Remember, first and foremost, that it is the “burden”
of the Applicant. The Office of Personnel Management does not have to produce anything. The Applicant must prove his or her Federal Disability Retirement case, by a preponderance of the evidence. Thus, 200 pages of treatment notes may show treatment of a medical condition, but reveal nothing with regard to whether the Federal or Postal employee can or cannot perform the essential functions of his or her job. On the other hand, a 1-page medical report may descriptively and effectively illustrate how, over the course of a year, a psychiatric condition has resulted in the cognitive dysfunction of a Federal or Postal employee, and directly and significantly prevents him or her from performing many of the essential functions of the job. It is neither quality nor quantity; sufficiency of evidence is always based upon quality; the quantity is merely a determination of “how much” one must produce in order to satisfy the quality of the evidence.

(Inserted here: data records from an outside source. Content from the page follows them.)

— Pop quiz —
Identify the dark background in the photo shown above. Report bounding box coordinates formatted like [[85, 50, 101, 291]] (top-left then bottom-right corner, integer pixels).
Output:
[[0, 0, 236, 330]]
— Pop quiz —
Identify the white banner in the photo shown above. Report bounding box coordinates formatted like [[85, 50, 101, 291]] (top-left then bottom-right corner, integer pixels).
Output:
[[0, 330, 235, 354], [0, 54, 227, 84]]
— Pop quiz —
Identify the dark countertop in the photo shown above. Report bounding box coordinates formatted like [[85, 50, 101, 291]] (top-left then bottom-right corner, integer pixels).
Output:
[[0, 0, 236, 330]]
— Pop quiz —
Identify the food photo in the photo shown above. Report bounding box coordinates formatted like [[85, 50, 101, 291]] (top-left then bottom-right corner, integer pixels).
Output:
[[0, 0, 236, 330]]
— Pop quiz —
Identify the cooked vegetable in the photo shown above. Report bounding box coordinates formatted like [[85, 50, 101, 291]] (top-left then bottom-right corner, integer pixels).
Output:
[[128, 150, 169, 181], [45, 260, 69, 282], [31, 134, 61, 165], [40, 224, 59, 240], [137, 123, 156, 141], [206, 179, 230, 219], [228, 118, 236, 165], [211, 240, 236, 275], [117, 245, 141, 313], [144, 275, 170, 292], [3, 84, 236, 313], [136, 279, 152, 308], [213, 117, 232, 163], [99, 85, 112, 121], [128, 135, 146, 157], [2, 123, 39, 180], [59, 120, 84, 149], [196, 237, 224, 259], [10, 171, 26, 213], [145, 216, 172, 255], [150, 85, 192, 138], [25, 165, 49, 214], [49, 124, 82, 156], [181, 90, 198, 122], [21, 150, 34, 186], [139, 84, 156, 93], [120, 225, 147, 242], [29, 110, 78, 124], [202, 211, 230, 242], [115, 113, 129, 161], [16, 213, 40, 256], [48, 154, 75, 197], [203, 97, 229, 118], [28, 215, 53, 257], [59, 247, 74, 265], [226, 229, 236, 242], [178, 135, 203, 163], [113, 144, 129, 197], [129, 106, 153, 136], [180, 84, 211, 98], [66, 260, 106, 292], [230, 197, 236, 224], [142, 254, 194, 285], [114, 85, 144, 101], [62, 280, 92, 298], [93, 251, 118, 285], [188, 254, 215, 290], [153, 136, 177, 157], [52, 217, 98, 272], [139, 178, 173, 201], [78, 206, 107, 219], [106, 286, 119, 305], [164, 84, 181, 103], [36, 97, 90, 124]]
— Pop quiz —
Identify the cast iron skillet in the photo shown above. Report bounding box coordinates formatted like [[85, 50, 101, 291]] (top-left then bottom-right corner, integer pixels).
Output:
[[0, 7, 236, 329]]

While there is a pervasive sense of frustration at the entire process called “the law,” such frustration often arises because of a lack of understanding the necessary connection between “the law” and the practical application of the law. In preparing, formulating, and filing a Federal Disability Retirement application under FERS or CSRS, a Federal or Postal worker who is contemplating filing for Federal Disability Retirement benefits must make the connection between “the forms”, “the evidence”, and “the law”. Not to do so will only result to the detriment of the applicant. Further, the legal standard of the burden of proof, while conceptually imperfect, is nevertheless a fairly low standard on the totem poles of burdens. Approach the standard with a sense of truth, integrity and common-sense. Is the evidence believable? Is it true? (Yes – there is a distinction between believability and truth) Would you grant a life-time annuity based upon it? Remember – judges are people, too; moreover, one hopes that they are “reasonable”; otherwise the entire legal system may merely have been mistaken for an insane asylum.